雷電 閂 -カンヌキ- IPA 1

 長野県は東御市のクラフトビールメーカー、OH!LA!HO BEER(オラホビール)の雷電 閂 -カンヌキ- IPAを飲んでみよう。

 雷電とは伝説的相撲取りであるあの雷電のことだが、その出身が長野県東御市なのだそうな。地元の英雄と、その禁じ手のひとつとされる「閂(カンヌキ)」をテーマにしつつ、未来を感じさせるサイバーパンク的な要素も盛り込んだというユニークなビールである。

 原材料は麦芽とホップ。度数は6%。公式サイトによればIBU(苦さ指数)は63とのこと。

 グラスに注いでいると、その段階から鮮烈な爽やかさと甘さを有した柑橘の香りが匂い立つ。色合いはやや淡めの明るい金色。泡は軽やかながら、適度な粘度も有している。

雷電 閂 -カンヌキ- IPA 2

 さていこう、グビリと。まずはIPAらしいガツンとした苦味が口内を打つが、同時にその苦味と同じくらい濃いマスカットの甘さも広がる。

 グレープフルーツではなくマスカットを感じるというのは、この手のビールにしては稀有かもしれない。苦味と甘み&フルーティさが、競い合うように前へ出てくる。

 どこかとろりとしたコクもしっかりとあり、舌を刺激するスパイス感もある。ベースの部分にはこれも濃い麦の旨みがどっしりと鎮座している。

 各々の要素がそれぞれ存在感を主張するこの味わいは、なるほどサイバーパンク的なカオス。だがそのカオスが、悪くない。おもしろい。

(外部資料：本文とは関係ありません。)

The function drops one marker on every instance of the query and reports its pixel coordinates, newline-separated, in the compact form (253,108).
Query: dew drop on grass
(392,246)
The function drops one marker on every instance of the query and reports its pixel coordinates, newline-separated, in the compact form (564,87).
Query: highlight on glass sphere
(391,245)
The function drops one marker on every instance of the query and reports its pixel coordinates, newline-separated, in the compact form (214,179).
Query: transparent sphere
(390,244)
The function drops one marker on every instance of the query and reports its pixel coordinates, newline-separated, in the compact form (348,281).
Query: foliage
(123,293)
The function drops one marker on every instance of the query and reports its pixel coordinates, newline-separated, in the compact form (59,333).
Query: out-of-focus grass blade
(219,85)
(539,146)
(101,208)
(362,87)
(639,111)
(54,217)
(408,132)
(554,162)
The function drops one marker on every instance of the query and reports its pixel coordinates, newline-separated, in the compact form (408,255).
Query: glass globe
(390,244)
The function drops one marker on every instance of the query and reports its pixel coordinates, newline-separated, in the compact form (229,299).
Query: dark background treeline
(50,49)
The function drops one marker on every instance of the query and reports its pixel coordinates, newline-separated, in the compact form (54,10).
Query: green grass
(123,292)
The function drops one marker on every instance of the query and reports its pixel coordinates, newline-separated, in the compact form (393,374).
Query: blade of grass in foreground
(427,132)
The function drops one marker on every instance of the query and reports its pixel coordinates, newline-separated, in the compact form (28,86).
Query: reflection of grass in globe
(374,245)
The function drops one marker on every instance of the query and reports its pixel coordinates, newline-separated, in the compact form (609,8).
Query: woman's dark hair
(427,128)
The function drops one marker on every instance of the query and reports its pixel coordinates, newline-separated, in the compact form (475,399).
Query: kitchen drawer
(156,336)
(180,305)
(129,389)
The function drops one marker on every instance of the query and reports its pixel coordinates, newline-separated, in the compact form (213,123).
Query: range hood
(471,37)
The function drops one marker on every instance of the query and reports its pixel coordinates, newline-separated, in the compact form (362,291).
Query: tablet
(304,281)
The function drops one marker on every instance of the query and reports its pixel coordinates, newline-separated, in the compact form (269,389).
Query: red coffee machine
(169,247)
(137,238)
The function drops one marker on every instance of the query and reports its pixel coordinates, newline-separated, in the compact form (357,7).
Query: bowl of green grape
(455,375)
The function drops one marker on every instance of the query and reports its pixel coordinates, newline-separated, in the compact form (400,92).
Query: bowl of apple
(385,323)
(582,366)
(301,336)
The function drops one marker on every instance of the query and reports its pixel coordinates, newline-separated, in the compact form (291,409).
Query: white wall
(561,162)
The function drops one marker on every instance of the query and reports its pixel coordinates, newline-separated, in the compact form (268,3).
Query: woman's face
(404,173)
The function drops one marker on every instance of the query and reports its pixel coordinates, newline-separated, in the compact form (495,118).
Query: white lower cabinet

 エキセントリックなパッケージを見ながら考察する。さまざまな色の線が混じり合った模様。黄色は麦芽の旨みだろう。紫は苦味で、ピンクっぽい赤は甘みであろうか。濃いめの赤はスパイス感、白は泡とそこに含まれるコクということかもしれない。

 それら主張の強い味の要素が混沌と混じり合い、伝説の力士の伝説の禁じ手を思わせる力強い味わいとして、最終的にはまとまっている。そしてまとまったうえで飲み手を襲う。

 ガツンとした―――いやガツンを超えてドカンとした、強烈な一撃を喰らったような刺激を味わえる、そんなビールではないかと思う。